Half of that time was spent in the United States, and the more recent half has been experienced from Guatemala. So there’s a lot to cover.
When I was in college, I spent a semester in Mexico. Before leaving, we were required to take a class to prepare us to study abroad. In the class, we spent a majority of the time discussing culture shock. Part of that discussion was devoted to something called re-entry shock which some people experience coming back from study abroad. Basically when you suffer re-entry shock, you come home to your family and friends after this amazing experience and you feel like you’ve grown and changed as a person and are suddenly different from those you used to be so close to. You may feel like no one wants to hear about your experiences, even though that’s all you want to talk about. And so it can be frustrating.
I never experienced re-entry shock after my study abroad or upon coming home from Puerto Rico.
I think, though, that coming home from Guatemala this winter, I felt the first traces of that “re-entry shock.” For the first time ever, I felt like I had so much to say, and some people just weren’t asking the right questions. I could have supplied the questions for them. I had so many stories to tell! But something kept me from steering the conversation to myself too often in those situations. Sometimes I did feel frustrated, and I finally feel like I have an understanding of what we talked about in that study abroad class.
Of course, mostly my trip home was just good. I caught up with many good friends and family members, and plenty of people did ask the right questions, and I told quite a few of my stories in the 17 days I was home. I saw some friends I don’t always get the pleasure to hang out with, and I spent lots of time with those whom I *need* to see every time I’m home. And when the time came to fly back to Guatemala, I found myself wishing for just a day or two more in Wisconsin.
It’s a blessed thing, then, that sometimes you need to leave a place to realize just how much you love it.
I knew I loved my life in Guatemala last fall. I feel like my friends must be sick of my gushing answer to the question, “How do you like it?” “Oh, everything is so wonderful! The school, the people, the country, just everything.” I think part of my "frustration" over break sometimes came from feeling like that's all that I said to many people, without explaining what life is really like. But when I got back here almost two weeks ago, everything I love about being here was reinforced in full force.
I love my house, with its open spaces and wide windows and white walls comfortable furniture.
I love the weather. (Seriously… 75F and sunny during the day, down to 55F at night to sleep? You can’t tell me that’s not just about perfect for anyone).
I love my community of friends. My first night back, I spent almost 2 hours unpacking and chatting on facebook with friends in the city who were eager to hear I was in the city again. The next morning, I went out to breakfast with a friend, then met up with others to play Ultimate Frisbee, spent the afternoon shopping with another friend, and ate dinner with two of my neighbors. I so rarely spend more than a few hours alone in my house. There is always something going on, always someone who wants to hang out if you’re up for it.
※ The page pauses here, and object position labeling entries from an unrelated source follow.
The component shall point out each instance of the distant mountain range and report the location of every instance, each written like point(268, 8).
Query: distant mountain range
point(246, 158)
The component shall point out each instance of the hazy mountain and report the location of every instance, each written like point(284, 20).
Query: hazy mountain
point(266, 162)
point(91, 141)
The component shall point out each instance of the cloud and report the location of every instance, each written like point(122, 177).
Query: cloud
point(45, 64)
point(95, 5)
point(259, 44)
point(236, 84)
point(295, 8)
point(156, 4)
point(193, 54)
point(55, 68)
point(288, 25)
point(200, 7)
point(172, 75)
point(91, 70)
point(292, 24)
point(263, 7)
I love my school. I love the beauty of the campus, the friendliness of the teachers, the innocence of my students, the time I have to plan and grade.
I love that I can afford to buy fresh flowers, and that my house is always clean thanks to the wonderful woman who mops up after me each week.
I love going dancing on Friday nights, and going for long runs in the woods on Saturday mornings.
I love buying 12 bananas in the grocery store for less than $1.
I love it all.
I just love life.
So yes, this turned sappy, and I apologize for that. But it was good to be home, and it's good to be back, and I am a happy girl.